We’ve got some cookie, cake, muffin top, biscuit type action happening here!!
These cookies are daaaarrrrnnn tootin fun #DTF ( Name that show, and no – not jersey shore), but I don’t know if I can actually call them a cookie.
Can we just call them breakfast?! Oranges, cranberries and muffin top crumble?!?! Wait, does that kind of remind you of a coffee cake.
I feel like my recipe is going through an identity crisis!!
Does it all cancel out, if it’s deeeelicious?!
Heh – the weather around Toronto is also going through a bit of an identity crisis — I know I will regret these words come February but it’s December uno and I haven’t seen any snow … HOW THE HECK WILL WE HAVE CHRISTMAS WITHOUT SNOW?!?! In random news, did anyone go black Friday shopping?!? Cyber Monday clicking?!!?
Oh the holidays … soooo darrrrrnnn tootin fun!!
Orange Cranberry Muffin Cookies
1 1/2 cups flour
½ cup cake flour
2 teaspoons baking powder
1/2 teaspoon sea salt
1/2 cup butter, softened
1 cup sugar
1/3 cup milk
1 teaspoon orange extract
2 teaspoon mixed peel (or orange zest)
1 cup dried cranberries
¼ cup flour
¼ cup turbinado sugar
2 tablespoons butter
In a small bowl, combine topping ingredients. Set aside until you are ready to use.

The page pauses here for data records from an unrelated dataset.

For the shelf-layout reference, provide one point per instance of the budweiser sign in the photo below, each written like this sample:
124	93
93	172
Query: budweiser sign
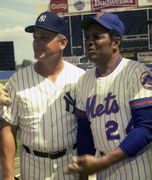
102	4
57	6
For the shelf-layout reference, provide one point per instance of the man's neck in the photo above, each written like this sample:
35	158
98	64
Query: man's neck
108	65
49	70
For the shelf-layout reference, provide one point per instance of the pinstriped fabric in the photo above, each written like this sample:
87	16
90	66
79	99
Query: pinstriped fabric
45	125
107	101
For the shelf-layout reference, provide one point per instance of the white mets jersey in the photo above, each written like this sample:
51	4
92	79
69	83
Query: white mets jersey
107	102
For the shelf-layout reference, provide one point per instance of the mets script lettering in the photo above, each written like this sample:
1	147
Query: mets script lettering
109	106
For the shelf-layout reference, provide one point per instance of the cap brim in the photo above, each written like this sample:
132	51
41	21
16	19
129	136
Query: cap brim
30	29
87	22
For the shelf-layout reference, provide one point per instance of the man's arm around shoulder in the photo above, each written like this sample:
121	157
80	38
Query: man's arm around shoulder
8	149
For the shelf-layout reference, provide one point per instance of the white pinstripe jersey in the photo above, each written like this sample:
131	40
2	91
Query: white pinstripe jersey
39	108
107	101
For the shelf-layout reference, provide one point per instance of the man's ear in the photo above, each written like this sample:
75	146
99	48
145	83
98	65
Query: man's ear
63	42
116	42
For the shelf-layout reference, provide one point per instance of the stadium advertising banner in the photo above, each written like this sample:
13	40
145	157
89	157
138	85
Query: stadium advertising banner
57	6
144	2
79	6
145	57
72	59
105	4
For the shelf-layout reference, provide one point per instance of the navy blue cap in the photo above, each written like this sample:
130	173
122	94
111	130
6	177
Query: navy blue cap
50	21
109	20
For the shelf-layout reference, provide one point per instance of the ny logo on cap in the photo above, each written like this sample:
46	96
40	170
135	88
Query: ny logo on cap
42	18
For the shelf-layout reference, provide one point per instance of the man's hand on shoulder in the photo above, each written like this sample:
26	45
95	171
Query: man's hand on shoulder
4	99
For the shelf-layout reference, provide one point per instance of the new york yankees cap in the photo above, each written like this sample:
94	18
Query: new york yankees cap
50	21
109	20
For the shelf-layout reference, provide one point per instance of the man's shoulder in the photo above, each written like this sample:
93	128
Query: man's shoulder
73	67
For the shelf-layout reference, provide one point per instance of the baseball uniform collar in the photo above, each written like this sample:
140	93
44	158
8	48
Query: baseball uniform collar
97	74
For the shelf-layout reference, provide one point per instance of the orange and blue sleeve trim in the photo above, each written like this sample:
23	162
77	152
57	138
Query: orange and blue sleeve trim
140	103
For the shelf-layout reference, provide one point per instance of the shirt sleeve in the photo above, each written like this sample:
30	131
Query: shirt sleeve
141	135
140	96
9	114
85	143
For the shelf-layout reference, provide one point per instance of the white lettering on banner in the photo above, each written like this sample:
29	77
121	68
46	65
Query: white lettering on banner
59	6
111	2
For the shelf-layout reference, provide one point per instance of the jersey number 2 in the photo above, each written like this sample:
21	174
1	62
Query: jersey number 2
112	129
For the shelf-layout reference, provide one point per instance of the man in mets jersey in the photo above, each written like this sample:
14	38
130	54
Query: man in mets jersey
42	110
115	105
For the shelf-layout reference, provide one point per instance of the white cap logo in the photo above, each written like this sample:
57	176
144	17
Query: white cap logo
42	18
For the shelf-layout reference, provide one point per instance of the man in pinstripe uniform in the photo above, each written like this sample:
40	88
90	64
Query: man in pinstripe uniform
114	107
42	110
4	101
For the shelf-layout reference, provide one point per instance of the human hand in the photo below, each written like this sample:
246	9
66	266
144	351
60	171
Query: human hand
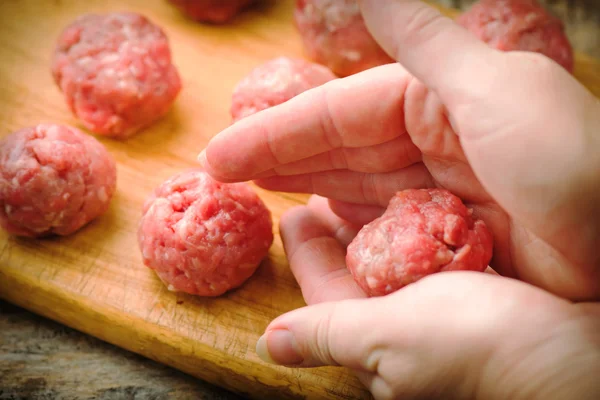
456	335
512	134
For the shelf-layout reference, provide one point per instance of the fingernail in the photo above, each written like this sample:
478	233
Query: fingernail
202	158
278	347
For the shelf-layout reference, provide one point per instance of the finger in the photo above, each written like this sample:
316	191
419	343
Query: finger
359	214
435	49
352	187
342	230
434	316
396	154
317	260
335	115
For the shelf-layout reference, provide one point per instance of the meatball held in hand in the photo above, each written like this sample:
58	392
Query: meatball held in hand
519	25
211	11
422	232
276	82
204	237
334	34
115	72
54	179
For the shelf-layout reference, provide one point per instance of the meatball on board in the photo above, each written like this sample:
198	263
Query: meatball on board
94	279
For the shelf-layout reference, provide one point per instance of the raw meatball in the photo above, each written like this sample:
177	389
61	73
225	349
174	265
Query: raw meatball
519	25
54	179
421	232
276	82
204	237
116	73
212	11
334	34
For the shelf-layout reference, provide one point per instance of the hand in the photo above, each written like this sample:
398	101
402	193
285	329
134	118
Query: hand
453	335
512	134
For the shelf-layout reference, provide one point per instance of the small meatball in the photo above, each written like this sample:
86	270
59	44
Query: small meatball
276	82
519	25
54	179
422	232
204	237
116	73
212	11
334	34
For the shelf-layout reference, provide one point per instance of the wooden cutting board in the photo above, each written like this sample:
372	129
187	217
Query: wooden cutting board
94	281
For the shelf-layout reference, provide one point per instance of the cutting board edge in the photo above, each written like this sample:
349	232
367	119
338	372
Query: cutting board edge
44	298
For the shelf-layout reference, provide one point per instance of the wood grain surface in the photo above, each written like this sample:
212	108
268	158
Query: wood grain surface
94	281
44	360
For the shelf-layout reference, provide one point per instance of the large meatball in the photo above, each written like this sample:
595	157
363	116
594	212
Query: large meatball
204	237
334	34
422	232
276	82
116	73
519	25
54	179
212	11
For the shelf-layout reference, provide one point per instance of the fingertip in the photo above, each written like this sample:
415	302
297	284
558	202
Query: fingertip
279	347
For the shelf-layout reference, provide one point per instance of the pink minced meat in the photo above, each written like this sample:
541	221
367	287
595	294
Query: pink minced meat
519	25
203	237
334	34
211	11
116	73
54	179
422	232
276	82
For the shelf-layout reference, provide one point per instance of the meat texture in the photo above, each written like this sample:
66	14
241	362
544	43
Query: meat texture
54	179
211	11
519	25
334	34
116	73
422	232
276	82
204	237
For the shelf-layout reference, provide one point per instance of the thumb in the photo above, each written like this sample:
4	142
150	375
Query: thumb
323	334
432	47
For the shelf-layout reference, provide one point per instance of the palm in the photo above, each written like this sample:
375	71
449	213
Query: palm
357	142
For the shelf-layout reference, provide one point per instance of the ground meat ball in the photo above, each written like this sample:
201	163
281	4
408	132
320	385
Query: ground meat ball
334	34
519	25
204	237
212	11
116	73
276	82
421	232
54	179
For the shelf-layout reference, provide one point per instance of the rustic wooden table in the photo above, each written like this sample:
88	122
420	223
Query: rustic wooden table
40	359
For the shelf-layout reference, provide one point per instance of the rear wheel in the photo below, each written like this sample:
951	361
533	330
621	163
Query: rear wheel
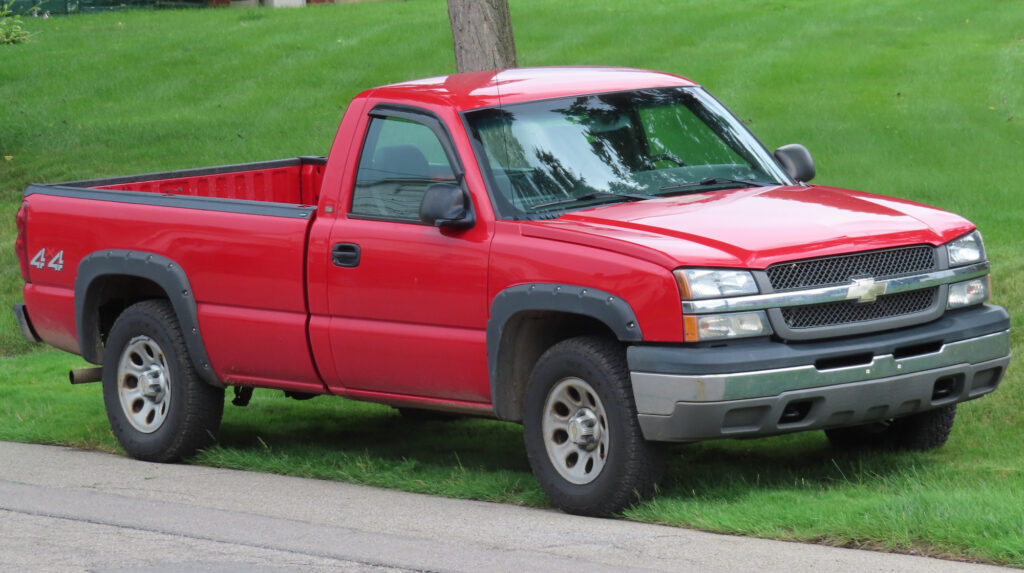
581	430
927	430
159	408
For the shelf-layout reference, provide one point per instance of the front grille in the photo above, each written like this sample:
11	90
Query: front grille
846	312
842	269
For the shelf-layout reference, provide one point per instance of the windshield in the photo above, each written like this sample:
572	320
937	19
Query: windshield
559	155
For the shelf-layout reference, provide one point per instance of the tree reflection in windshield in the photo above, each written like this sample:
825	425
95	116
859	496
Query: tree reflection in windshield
598	146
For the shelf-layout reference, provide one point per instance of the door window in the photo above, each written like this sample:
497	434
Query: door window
399	160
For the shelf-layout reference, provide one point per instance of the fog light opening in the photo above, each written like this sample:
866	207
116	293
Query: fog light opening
795	411
947	387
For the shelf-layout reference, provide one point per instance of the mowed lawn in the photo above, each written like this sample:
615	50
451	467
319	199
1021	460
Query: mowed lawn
916	99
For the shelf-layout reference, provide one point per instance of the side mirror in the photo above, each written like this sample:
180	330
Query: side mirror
797	162
445	205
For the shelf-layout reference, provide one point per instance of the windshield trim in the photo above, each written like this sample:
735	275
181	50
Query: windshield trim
509	213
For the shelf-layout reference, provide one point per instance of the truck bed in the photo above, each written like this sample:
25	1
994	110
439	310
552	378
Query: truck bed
295	181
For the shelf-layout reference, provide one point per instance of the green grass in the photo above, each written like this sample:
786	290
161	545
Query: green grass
915	99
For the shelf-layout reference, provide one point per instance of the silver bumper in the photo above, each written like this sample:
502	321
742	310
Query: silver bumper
687	407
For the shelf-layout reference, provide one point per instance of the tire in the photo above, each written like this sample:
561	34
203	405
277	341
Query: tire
581	387
919	432
175	413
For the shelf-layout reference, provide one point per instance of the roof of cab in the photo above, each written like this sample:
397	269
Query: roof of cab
481	89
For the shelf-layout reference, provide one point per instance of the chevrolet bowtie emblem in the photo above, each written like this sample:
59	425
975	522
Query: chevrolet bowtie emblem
865	290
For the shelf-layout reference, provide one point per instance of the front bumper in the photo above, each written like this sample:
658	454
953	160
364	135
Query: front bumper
761	388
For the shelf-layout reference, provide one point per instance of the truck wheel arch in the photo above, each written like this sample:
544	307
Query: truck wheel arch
134	275
526	319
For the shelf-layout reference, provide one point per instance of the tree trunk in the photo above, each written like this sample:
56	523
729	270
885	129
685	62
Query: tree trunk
481	31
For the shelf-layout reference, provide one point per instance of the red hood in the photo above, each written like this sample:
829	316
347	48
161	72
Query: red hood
753	227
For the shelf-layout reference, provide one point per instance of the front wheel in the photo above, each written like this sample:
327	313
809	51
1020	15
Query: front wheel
581	430
159	408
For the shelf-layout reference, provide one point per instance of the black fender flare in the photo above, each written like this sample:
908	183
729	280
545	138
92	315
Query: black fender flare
159	269
609	309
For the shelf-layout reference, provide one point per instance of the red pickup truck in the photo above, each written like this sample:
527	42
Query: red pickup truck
606	256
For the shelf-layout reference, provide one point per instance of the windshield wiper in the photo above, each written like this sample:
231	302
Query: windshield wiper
714	181
588	196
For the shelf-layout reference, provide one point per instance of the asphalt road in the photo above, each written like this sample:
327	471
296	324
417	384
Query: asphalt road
64	510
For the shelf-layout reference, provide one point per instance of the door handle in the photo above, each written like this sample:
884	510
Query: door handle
345	255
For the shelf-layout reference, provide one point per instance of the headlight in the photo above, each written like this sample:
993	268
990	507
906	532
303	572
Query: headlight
728	325
966	250
711	283
968	293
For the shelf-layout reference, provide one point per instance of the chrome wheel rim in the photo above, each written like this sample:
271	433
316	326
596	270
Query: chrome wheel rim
143	384
576	431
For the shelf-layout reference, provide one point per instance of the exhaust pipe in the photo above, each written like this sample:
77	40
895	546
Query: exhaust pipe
85	376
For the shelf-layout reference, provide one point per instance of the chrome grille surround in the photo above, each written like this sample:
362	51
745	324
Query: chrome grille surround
832	314
889	310
841	315
841	269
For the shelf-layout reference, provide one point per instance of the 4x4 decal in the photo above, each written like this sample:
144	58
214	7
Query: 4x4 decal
55	261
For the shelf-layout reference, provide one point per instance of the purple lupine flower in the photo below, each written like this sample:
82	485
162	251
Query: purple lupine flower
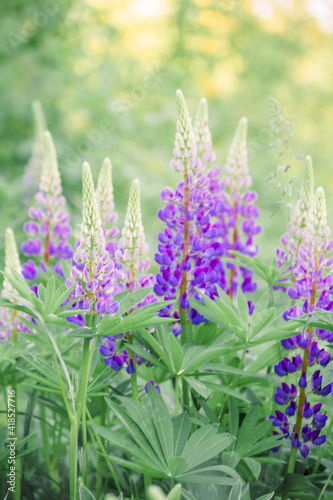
200	214
105	200
93	268
238	213
312	276
48	230
132	251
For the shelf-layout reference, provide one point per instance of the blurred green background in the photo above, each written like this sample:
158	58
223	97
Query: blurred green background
106	73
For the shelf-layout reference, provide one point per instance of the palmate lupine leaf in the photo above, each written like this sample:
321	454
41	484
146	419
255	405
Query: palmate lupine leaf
160	447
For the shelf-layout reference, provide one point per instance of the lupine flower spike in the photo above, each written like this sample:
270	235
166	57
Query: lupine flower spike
300	219
312	272
105	200
33	169
239	213
131	254
10	319
93	267
48	229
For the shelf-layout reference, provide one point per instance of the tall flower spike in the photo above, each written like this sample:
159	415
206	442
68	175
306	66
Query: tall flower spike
202	134
133	246
301	219
93	266
239	212
105	200
12	261
10	322
32	171
184	159
49	222
312	273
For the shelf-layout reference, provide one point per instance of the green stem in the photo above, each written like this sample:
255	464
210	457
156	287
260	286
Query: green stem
82	396
73	460
176	396
147	481
134	381
99	480
100	444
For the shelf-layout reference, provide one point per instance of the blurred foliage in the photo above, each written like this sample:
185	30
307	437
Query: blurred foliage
106	74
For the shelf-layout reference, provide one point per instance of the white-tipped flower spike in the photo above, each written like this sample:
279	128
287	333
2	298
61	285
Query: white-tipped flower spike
12	261
237	157
202	133
105	200
319	219
50	182
33	169
49	221
132	241
185	159
92	262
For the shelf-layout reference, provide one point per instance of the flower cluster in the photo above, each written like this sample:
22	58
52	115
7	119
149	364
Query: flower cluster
11	323
299	221
312	277
105	200
48	230
93	268
206	217
132	249
116	360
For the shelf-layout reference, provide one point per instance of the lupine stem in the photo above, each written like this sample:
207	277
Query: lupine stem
99	441
99	480
176	396
299	419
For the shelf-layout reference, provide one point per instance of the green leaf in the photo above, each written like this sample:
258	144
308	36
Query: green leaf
236	491
49	295
176	353
162	421
85	494
209	449
128	323
134	430
145	423
233	416
198	437
181	431
245	434
177	465
132	299
253	466
226	390
125	444
267	497
327	375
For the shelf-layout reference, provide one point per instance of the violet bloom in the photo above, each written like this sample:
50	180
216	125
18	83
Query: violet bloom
313	281
48	230
238	212
93	268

Combine flours, baking powder, and sea salt in a bowl, set aside.
In a bowl cream together butter and sugar. Add in egg and beat until combined. Add milk, and orange extract.
Slowly add dry ingredients into the wet ingredients, and mix until combined. Gently fold in mixed peel and cranberries.
Refrigerate the dough for at least one hour.
Once chilled, scoop out large balls, placing at least an inch apart on your prepared baking tray. Top with prepared topping .
Bake for 15 minutes, at 325.
Allow to cool on baking sheet for at least 5 minutes, before transferring to a wire rack.